Device-independent (DVI)
Evince previewing a DVI file. Note that referenced images are not displayed, because they are not part of the DVI file. Images will be added in by a print driver, such as dvips.
Filename extension
.dvi
Internet media typeapplication/x-dvi (unofficial)
Developed byDavid R. Fuchs
Type of formatdocument

The device independent file format (DVI) is the output file format of the TeX typesetting program, designed by David R. Fuchs and implemented by Donald E. Knuth in 1982.[1] Unlike the TeX markup files used to generate them, DVI files are not intended to be human-readable; they consist of binary data describing the visual layout of a document in a manner not reliant on any specific image format, display hardware or printer. DVI files are typically used as input to a second program (called a DVI driver) which translates DVI files to graphical data. For example, most TeX software packages include a program for previewing DVI files on a user's computer display; this program is a driver. Drivers are also used to convert from DVI to popular page description languages (e.g. PostScript, PDF) and for printing.

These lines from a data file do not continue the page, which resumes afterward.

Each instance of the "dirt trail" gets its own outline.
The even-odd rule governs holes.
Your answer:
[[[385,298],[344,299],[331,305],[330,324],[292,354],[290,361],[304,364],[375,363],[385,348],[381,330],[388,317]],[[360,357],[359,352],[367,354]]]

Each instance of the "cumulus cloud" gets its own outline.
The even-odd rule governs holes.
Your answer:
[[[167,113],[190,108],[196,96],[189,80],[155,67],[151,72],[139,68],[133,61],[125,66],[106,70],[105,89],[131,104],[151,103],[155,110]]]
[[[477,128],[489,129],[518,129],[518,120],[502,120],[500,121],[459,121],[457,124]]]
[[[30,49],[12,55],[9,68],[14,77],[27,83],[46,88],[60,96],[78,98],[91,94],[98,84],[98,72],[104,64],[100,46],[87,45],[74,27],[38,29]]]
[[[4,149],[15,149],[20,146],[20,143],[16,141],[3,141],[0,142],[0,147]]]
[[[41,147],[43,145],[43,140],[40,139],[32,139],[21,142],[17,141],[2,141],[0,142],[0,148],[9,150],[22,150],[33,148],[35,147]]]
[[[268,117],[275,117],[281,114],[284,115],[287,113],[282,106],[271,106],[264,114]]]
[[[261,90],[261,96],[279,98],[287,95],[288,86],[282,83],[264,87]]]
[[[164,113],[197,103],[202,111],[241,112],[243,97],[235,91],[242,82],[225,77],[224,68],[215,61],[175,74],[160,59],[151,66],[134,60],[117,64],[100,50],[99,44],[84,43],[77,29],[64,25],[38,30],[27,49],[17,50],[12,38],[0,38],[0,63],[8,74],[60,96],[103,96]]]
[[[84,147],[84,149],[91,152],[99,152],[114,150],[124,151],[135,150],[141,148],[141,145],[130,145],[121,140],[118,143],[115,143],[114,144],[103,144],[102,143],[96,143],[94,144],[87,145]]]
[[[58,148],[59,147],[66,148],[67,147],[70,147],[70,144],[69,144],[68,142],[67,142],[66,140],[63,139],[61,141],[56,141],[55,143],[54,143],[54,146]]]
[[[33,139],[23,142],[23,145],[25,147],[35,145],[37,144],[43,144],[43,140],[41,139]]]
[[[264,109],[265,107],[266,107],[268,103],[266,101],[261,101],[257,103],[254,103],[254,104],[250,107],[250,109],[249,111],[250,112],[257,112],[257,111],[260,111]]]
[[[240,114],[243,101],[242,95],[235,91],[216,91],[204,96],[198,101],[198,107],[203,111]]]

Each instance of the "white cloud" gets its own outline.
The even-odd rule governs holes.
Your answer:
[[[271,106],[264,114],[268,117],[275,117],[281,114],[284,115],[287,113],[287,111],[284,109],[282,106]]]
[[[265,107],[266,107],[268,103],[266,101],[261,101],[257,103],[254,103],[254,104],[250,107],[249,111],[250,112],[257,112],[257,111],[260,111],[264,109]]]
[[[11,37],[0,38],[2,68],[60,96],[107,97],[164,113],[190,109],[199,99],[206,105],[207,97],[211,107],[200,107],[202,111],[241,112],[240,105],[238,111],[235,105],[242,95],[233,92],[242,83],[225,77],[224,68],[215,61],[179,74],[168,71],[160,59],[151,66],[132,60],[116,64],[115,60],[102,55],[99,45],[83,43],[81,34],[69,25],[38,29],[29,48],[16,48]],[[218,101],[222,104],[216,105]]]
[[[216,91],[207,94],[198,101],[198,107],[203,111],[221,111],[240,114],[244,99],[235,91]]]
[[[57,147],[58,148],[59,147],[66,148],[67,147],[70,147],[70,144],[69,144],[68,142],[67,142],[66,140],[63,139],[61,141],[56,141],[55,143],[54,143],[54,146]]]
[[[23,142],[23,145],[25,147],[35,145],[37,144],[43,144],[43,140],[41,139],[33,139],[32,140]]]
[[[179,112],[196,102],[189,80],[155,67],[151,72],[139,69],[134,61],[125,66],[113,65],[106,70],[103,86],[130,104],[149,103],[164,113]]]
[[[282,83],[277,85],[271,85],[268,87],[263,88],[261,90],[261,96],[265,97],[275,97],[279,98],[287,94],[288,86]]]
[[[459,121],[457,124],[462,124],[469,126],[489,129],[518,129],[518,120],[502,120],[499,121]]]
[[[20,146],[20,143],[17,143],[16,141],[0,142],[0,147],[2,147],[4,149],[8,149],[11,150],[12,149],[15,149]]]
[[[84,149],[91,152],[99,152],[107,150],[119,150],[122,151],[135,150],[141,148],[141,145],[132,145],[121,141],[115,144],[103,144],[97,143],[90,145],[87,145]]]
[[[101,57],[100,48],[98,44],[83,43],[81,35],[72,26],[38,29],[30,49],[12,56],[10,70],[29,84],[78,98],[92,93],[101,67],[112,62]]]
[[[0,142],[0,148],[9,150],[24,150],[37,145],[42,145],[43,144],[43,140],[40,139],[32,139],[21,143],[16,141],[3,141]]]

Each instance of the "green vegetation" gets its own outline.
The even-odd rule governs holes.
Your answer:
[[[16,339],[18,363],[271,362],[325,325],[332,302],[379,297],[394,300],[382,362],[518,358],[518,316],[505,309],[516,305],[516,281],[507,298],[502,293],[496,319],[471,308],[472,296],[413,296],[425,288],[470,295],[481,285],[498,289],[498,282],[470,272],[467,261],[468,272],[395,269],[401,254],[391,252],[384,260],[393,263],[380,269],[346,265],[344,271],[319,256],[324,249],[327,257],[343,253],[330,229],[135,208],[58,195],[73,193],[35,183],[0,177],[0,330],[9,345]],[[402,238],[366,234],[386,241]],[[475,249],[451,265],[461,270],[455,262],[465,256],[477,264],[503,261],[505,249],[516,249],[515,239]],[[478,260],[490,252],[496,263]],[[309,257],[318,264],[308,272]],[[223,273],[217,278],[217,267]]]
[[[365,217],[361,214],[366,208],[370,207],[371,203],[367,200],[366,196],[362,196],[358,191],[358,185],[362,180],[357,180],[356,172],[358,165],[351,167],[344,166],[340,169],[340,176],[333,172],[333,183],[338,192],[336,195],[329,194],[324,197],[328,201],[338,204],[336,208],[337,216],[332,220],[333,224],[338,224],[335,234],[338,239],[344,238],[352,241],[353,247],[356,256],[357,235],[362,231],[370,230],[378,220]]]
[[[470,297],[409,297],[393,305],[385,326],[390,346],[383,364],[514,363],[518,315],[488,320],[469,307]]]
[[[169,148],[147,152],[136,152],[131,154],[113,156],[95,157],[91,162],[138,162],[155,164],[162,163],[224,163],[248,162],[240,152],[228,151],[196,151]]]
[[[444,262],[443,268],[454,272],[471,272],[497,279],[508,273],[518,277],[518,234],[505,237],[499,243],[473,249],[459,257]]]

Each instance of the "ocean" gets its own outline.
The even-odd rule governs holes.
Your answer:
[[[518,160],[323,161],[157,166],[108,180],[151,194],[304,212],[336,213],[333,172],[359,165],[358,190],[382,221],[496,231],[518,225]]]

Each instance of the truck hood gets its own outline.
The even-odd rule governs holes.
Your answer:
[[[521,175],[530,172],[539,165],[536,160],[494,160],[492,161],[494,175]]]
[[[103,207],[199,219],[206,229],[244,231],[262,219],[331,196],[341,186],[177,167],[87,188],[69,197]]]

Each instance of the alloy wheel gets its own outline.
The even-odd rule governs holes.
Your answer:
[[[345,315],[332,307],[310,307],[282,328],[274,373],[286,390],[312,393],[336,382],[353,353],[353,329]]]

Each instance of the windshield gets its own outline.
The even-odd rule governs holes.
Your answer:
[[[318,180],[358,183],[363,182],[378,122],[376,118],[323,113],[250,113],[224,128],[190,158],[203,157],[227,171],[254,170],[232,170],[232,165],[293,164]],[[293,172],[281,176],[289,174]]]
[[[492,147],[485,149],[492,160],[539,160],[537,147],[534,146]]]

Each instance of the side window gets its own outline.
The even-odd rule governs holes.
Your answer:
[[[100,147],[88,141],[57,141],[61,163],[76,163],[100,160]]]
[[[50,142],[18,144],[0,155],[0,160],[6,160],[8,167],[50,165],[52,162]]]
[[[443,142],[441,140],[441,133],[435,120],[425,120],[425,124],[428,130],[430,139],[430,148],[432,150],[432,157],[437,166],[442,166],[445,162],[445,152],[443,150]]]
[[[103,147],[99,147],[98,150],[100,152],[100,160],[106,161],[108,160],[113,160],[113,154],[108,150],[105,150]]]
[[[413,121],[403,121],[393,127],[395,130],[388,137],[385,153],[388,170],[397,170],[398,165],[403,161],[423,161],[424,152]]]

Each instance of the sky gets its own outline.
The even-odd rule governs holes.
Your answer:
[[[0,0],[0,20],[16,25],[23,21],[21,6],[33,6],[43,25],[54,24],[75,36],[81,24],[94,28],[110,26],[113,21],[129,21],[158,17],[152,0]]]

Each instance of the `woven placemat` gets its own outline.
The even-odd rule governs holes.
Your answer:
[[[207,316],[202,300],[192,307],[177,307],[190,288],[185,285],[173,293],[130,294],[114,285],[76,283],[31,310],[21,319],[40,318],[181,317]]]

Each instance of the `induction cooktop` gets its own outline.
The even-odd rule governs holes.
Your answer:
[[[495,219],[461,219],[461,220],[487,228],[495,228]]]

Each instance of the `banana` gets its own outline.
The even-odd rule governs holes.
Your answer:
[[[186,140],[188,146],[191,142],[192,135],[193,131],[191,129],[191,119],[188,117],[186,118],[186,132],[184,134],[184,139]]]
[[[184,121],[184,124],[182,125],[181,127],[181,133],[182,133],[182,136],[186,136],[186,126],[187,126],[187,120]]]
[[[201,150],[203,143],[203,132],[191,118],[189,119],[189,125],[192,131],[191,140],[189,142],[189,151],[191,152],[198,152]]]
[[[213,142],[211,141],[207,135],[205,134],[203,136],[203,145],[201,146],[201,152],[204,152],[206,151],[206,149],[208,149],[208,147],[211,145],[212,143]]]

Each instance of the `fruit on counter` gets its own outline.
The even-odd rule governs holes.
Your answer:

TeX markup may be at least partially reverse-engineered from DVI files, although this process is unlikely to produce high-level constructs identical to those present in the original markup, especially if the original markup used high-level TeX extensions (e.g. LaTeX).

DVI differs from PostScript and PDF in that it does not support any form of font embedding, instead merely referencing external font names. (Both PostScript and PDF formats can embed their fonts inside the documents.) For a DVI file to be printed or even properly previewed, the fonts it references must be already installed. Like PDF, DVI uses a limited sort of machine language with termination guarantees that is not a full, Turing-complete programming language like PostScript.

As of 2004 there is a compilation of the specifications a DVI driver must implement by the "TUG DVI Driver Standards Committee".[2] It seems to be based on a TUGboat article of the same name from 1992, but which is much shorter.[3] These documents do not specify the endianness, which is however big endian, as can be seen looking into a DVI file itself.

  1. ^ Donald E. Knuth (December 1995). "DVItype" (WEB source code; extract full documentation using WEAVE). Version 3.6. Retrieved 2008-05-07.
  2. ^ TUG DVI Driver Standards Committee. "The DVI Driver Standard, Level 0" (PDF). ctan.org.
  3. ^ TUG DVI Driver Standards Committee (1992). "The DVI Driver Standard, Level 0" (PDF). TUGboat. 13: 54.